Traditional Indian arts and crafts were a popular attraction at the recent trade fair in St Petersburg

Traditional Indian arts and crafts were a popular attraction at the recent trade fair in St Petersburg

About 150 leading Indian companies, both public and private, took part in a far-reaching exhibition of India's technology and traditional crafts, which was held in St Petersburg's Lenexpo exhibition center earlier this month.

The India Show 2009 has become Russia's largest Indian business event of the year.

The exhibition's prime goal was to highlight the broad spectrum of India's manufacturing and technological achievements, fostering business contacts between exporters, importers, suppliers and buyers on both sides.

There was no shortage of exhibits featuring a wide variety of products and technology, with emphasis on mechanical engineering, chemicals, IT, electronics and software, along with space technology, light industry, agriculture and food products. India's famous fabrics, jewelry and souvenirs added a unique touch to the event.

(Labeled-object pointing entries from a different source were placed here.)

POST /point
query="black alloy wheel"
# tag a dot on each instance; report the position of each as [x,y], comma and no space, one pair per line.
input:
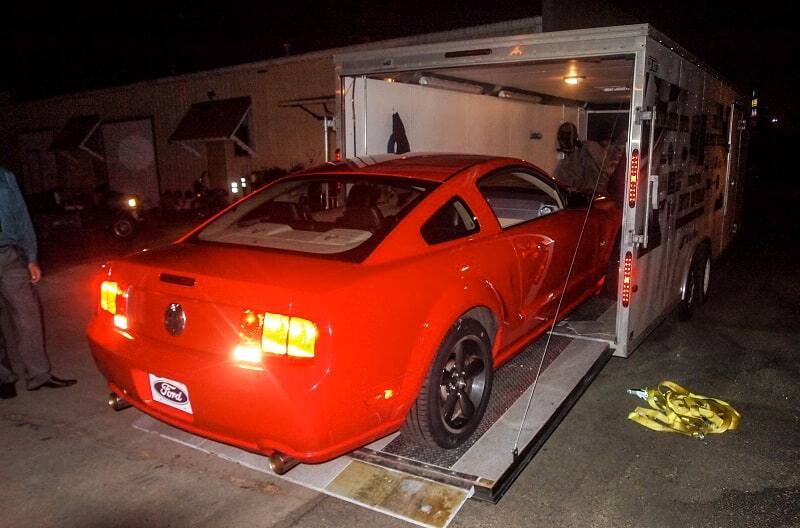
[454,395]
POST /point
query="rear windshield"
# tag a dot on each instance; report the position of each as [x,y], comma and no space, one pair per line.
[336,216]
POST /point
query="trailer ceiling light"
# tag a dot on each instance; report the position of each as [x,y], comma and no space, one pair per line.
[519,96]
[634,180]
[612,89]
[627,278]
[446,84]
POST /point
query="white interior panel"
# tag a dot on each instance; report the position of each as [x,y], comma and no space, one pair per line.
[439,120]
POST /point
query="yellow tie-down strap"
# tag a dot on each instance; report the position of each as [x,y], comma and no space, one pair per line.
[674,409]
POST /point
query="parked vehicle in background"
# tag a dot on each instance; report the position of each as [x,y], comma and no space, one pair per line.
[60,210]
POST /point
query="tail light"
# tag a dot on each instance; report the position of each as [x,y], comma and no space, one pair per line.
[634,179]
[280,335]
[114,300]
[627,277]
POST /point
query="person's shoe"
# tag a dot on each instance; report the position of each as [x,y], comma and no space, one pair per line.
[8,391]
[55,383]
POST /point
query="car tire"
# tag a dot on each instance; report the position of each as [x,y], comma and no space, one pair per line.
[455,392]
[696,287]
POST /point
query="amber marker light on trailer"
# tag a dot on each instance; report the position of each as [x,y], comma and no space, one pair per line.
[627,277]
[634,180]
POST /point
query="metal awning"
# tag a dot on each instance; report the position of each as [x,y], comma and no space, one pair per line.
[80,133]
[218,120]
[325,104]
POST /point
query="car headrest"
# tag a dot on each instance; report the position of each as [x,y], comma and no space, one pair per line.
[365,218]
[363,195]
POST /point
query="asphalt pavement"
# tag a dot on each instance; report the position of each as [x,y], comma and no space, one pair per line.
[67,460]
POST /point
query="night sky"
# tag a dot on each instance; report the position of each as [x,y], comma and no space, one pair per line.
[75,46]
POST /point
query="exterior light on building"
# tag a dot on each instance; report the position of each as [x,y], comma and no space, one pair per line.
[574,79]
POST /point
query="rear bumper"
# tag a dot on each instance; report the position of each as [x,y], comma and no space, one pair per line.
[289,406]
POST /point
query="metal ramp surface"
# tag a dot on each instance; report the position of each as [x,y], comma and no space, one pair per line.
[426,486]
[594,320]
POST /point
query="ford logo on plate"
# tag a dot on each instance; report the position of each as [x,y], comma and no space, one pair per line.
[170,391]
[174,319]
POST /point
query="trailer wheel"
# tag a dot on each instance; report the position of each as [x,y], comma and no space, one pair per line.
[456,390]
[696,287]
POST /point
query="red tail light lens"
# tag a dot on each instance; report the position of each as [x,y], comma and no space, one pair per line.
[114,300]
[627,278]
[280,335]
[634,180]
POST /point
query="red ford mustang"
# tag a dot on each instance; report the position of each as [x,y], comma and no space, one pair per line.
[343,303]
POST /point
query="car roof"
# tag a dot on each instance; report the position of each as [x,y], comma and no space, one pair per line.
[436,167]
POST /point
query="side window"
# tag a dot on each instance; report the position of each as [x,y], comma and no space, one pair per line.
[519,196]
[453,220]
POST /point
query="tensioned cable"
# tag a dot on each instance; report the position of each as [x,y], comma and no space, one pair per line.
[515,450]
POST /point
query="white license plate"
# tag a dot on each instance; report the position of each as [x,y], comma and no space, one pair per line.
[170,392]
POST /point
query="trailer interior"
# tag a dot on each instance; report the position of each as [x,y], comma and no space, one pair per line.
[507,110]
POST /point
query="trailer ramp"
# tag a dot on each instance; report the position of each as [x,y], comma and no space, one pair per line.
[427,486]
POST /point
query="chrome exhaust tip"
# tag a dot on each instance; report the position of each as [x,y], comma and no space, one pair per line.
[281,463]
[116,402]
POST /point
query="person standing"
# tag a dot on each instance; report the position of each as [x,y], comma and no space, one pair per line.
[19,271]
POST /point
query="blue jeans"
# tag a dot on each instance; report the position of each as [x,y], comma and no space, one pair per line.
[19,299]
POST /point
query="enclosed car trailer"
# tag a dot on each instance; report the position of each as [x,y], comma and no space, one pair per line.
[681,131]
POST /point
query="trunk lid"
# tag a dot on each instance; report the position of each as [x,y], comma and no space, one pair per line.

An important place was reserved for scientific research projects from the Integrated Long Term Programme (ILTP) for Russian-Indian co-operation in science and technology, launched 22 years ago. Rajeev Kumar, a professor at India's Department of Computer Science & Engineering, said 500 projects have been implemented since 1987, and another 100 are in the works. In addition, 10 joint scientific and research centres have been created.

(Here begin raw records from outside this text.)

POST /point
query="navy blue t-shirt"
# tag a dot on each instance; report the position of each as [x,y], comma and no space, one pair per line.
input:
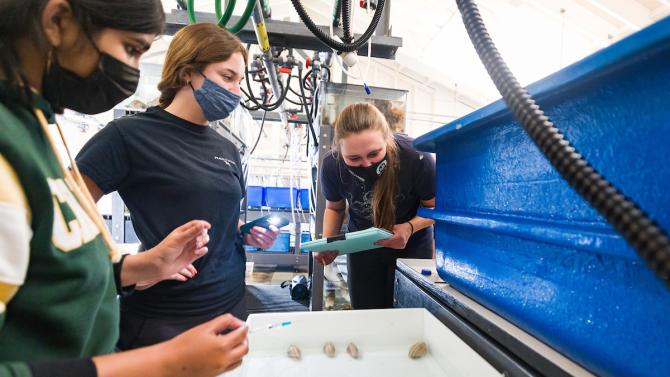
[415,180]
[168,172]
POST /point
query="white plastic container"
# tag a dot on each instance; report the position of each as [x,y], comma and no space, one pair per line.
[383,337]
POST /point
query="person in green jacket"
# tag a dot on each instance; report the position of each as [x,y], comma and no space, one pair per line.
[59,271]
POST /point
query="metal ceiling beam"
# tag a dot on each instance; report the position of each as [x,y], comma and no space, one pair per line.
[273,116]
[287,34]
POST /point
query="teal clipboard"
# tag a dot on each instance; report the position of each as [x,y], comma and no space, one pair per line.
[349,242]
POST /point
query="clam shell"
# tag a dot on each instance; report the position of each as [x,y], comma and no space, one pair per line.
[418,350]
[329,349]
[353,351]
[293,352]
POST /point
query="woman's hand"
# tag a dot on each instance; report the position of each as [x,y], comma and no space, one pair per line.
[209,349]
[326,257]
[261,238]
[401,234]
[178,250]
[183,275]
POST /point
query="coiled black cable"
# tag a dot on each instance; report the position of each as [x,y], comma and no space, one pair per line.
[308,112]
[643,234]
[260,133]
[347,37]
[332,43]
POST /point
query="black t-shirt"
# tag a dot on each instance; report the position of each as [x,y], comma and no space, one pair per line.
[168,172]
[415,180]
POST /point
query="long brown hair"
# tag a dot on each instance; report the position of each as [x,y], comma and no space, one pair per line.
[359,117]
[191,50]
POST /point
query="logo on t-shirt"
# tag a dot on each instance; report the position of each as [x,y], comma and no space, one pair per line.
[72,226]
[227,161]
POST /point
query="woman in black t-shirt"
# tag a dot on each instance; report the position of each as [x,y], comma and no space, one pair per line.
[383,180]
[170,167]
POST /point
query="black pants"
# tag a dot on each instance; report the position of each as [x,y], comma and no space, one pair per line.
[372,274]
[139,331]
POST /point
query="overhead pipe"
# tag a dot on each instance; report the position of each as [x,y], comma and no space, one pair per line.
[264,43]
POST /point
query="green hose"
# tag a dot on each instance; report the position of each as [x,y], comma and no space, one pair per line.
[191,12]
[223,19]
[245,17]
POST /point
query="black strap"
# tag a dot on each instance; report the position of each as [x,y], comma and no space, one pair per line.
[64,368]
[121,291]
[339,237]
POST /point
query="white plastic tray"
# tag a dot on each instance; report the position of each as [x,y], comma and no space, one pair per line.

Co-operation between scientists peaked during 1988-1991, which saw a flurry of exchange programmes, but this period was followed by a decline due to financial shortfall. "Now our co-operation is getting back on track. We are particularly interested in such areas as biotechnology, informatics and nanotechnology," Dr Kumar said.

Among the most vital is a joint Russian-Indian project to build a collector for deep-seabed polymetallic nodules.

India's vast territory underlying the central Indian Ocean, some 75,000 square kilometers in size, is rich in manganese, nickel, cobalt and copper, but it is a daunting task to extract the minerals as they rest at a depth of 6 km, says Mr Sudhakar from India's Ministry of Earth Sciences. "Russians are good at deep-water technology. Experts from the Experimental Design Bureau of Oceanic Engineering at the Russian Academy of Sciences helped us create a multi-functional unmanned underwater vehicle with the required immersion depth and capacity to process up to 100 tonnes of nodules a day. It can also be used for gas hydrate deposits, which is important for Russia, too," he explained.

Another crucial area is space exploration. India's first satellite was launched in 1975 with the help of Russia's Vostok launch facility. Since that time, Russia has been India's permanent partner in space exploration. Eleven remote sensing satellites and 10 communication satellites are currently in orbit, monitored by a Russian-made tracking station. India plans another lunar mission in 2012, Chandrayaan II, consisting of an orbital spacecraft and a lunar vehicle to be produced in Russia.